Lors du conseil municipal du 19 février, nous nous sommes abstenus sur la délibération relative à l’approbation du projet éducatif territorial (PEdT) pour la période 2019-2021 car nous ne pouvons que regretter ce retour à la semaine de 4 jours, même si nous savions que certains membres du Conseil partagent ce regret.
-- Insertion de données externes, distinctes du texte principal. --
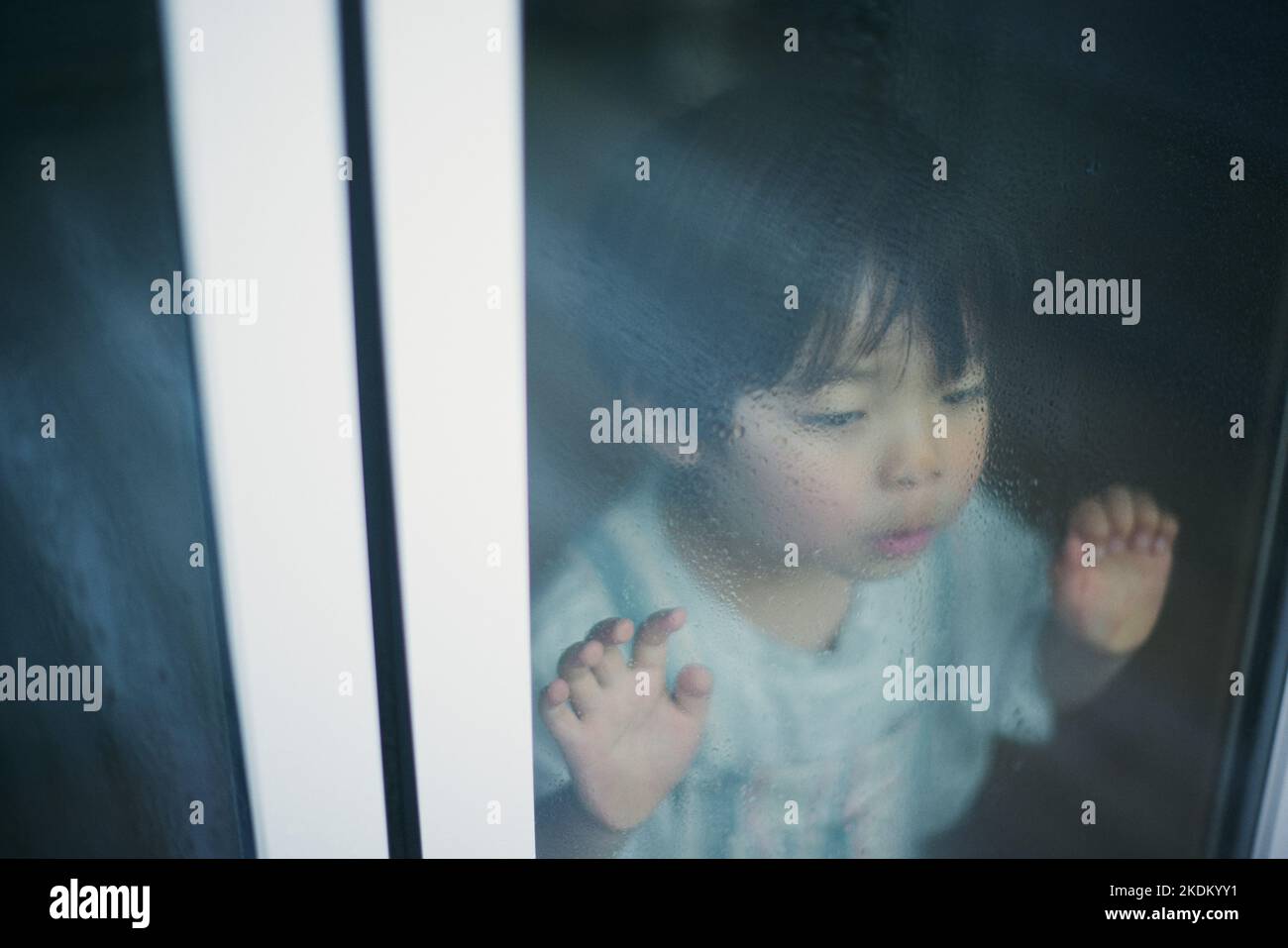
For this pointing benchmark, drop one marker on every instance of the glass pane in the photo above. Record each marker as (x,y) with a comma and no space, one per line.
(964,337)
(117,736)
En 2008, le gouvernement a supprimé la classe le samedi matin, ce qui a été dénoncé par tous les professionnels de l’enfance et les chronobiologistes :

  • L’académie de médecine, dans son rapport de 2010, préconise une année scolaire de 180 à 200 jours avec 4,5 à 5 jours par semaine, et 4 à 6 H de classe par jour en fonction de l’âge des enfants (au lieu de 144 jours de classe par an et 24H sur 4 jours) ;
  • Une mission parlementaire de 2010 ;
  • Une conférence nationale de 2011 ;
  • L’appel de Bobigny ;
  • L’Institut Montaigne

En 2013, le gouvernement réinstaure la semaine de 4,5 j qui est mise en place à Bois-Colombes en 2014.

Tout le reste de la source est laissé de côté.